New CLC president warns Harper that labour movement will be more aggressive

The Canadian Press
May 9, 2014 10:21 AM

Hassan Yussuff, newly elected president of the Canadian Labour Congress, is seen at the union's convention Friday, May 9, 2014 in Montreal.THE CANADIAN PRESS/Ryan Remiorz

MONTREAL - The new tough-talking president of the Canadian Labour Congress has served notice he won't go easy on Prime Minister Stephen Harper and will be more aggressive than his predecessor.

Hassan Yussuff defeated the long-serving Ken Georgetti in a vote at a week-long CLC convention that ended Friday.

Yussuff warned that Harper will face the fury of the union movement if it feels forced to push back against Conservative policy.

"I think the prime minister needs to know that this labour movement is not going to sit idly by anymore and watch him continue to destroy the things that we've worked so hard to build in this country," Yussuff told The Canadian Press on Friday.

"If we have to mobilize to challenge him and, of course push back at many levels, I think he is going to feel the wrath of the labour movement."

Yussuff, 57, offered to work collaboratively with any government, but he is not optimistic when it comes to Harper.

"I think our prime minister has demonstrated time and time again that he has very little regard for sitting down with the labour movement and having conversations about how we can work with each other," he said.

He noted that over 18 months the government has tabled back-to-work legislation more frequently "than any other government in the history of the country."

Yussuff said the union movement will do everything it can to ensure the Conservatives are not re-elected next year if they continue in the direction they are headed.

"More importantly (we) want to ensure there is a government that will respect workers and work with the labour movement to grow the economy and provide prosperity for everyone."

After Yussuff's election on Thursday, Employment Minister Jason Kenney congratulated him on Twitter and thanked Georgetti for his service.

In an email to The Canadian Press on Friday, the federal minister said he would continue to be available to the CLC and its new leader.

"Minister Kenney is very accessible and meets with unions regularly on a wide range of issues," it read. "This will not change."

Yussuff also attacked the Conservative government's temporary foreign workers program which he said took up a "huge amount time" at the CLC convention.

Under the controversial program, thousands of companies have been allowed to hire temporary foreign workers after failing to find suitable Canadian alternatives.

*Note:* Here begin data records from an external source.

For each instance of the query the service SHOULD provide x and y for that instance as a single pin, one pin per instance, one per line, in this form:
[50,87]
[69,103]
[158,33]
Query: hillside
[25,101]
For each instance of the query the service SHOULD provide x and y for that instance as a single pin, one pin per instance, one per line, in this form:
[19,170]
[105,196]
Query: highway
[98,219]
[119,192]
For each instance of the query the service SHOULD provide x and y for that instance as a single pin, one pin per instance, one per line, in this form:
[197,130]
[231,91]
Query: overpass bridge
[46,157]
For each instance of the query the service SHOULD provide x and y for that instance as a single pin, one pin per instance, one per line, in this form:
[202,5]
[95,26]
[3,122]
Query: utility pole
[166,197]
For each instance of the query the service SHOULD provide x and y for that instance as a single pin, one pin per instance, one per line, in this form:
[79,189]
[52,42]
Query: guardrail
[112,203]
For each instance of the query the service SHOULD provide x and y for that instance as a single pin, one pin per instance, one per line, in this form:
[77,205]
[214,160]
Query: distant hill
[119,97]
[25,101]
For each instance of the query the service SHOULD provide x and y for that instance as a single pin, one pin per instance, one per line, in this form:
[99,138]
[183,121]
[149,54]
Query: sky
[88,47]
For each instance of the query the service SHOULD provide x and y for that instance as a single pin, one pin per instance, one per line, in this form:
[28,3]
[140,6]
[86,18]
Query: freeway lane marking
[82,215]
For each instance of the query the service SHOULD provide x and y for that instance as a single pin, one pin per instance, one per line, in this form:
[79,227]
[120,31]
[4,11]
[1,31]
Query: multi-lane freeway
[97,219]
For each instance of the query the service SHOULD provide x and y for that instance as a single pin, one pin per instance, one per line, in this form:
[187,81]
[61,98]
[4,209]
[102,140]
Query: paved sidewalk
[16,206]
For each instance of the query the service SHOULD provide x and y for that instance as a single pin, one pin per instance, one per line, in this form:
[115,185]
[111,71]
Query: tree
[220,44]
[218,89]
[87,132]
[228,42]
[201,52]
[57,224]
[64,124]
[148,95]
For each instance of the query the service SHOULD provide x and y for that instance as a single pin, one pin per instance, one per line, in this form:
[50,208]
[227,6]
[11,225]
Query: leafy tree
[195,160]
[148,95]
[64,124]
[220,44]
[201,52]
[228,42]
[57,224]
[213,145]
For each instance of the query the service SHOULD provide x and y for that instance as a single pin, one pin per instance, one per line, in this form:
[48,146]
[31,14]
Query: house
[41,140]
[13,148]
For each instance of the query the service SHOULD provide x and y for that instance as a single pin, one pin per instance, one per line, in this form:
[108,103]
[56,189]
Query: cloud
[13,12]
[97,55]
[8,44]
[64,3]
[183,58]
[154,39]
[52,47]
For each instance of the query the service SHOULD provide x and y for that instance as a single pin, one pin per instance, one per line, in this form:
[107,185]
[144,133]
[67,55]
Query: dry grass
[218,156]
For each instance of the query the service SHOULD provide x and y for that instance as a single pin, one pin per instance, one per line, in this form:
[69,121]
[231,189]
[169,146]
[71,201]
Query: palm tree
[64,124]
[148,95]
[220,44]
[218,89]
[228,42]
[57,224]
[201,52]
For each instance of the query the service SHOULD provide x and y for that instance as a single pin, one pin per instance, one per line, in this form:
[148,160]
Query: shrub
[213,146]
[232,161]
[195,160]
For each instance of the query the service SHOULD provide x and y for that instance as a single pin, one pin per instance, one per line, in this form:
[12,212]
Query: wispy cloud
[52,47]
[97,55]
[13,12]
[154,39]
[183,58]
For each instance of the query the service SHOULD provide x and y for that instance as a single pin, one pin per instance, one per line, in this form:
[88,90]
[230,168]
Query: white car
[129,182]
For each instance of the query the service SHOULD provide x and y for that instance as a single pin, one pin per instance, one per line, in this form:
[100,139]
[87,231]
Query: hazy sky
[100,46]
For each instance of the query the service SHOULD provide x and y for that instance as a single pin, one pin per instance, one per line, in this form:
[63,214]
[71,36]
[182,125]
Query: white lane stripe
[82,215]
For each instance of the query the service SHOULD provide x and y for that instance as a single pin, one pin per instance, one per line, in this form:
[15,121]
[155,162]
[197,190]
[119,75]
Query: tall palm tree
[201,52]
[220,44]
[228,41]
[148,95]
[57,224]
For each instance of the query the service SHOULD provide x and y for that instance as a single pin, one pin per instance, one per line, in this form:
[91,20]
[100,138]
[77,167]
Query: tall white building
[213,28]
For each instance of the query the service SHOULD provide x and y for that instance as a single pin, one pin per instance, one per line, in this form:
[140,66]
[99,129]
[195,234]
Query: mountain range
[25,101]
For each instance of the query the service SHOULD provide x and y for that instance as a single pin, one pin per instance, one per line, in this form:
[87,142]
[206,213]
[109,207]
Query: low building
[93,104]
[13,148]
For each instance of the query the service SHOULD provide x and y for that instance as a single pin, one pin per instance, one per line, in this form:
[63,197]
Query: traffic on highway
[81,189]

"There is a clear indication within our movement (that) we need to bring in more immigrants to the country to become citizens, to build communities," Yussuff said.

"We don't bring them in and treat them like somehow that they have no place in our society."

He admitted there are minor worker shortages in Canada, but added that the program is part of a low-wage strategy by the federal government to exploit workers and provide them with little or no protection.

Yussuff has also promised to be more engaged and aggressive than Georgetti, who had been president since 1999.

"I've said very candidly that we have been sitting on our hands for far too long," Yussuff said. "I think there is a grassroots movement that feels they've been neglected."

The labour organization said Yussuff was the first person of colour to be elected to an executive position when he became executive vice-president in 1999.

But he said his election on Thursday was more than just symbolic, noting that both Canada and the labour movement have been changing.

"If you look at the demographic shift, it's absolutely incredible and I think it's critical in the context of an organization that represents many facets of Canadian society (and) the CLC should reflect that," Yussuff said.

"I think I bring an image that people are quite excited to embrace."

Yussuff was born in Guyana, South America, and settled in Toronto when he came to Canada in 1974.

The Canadian Labour Congress, which represents 3.3 million workers, brings together national and international unions as well as provincial and territorial federations of labour and 111 district labour councils.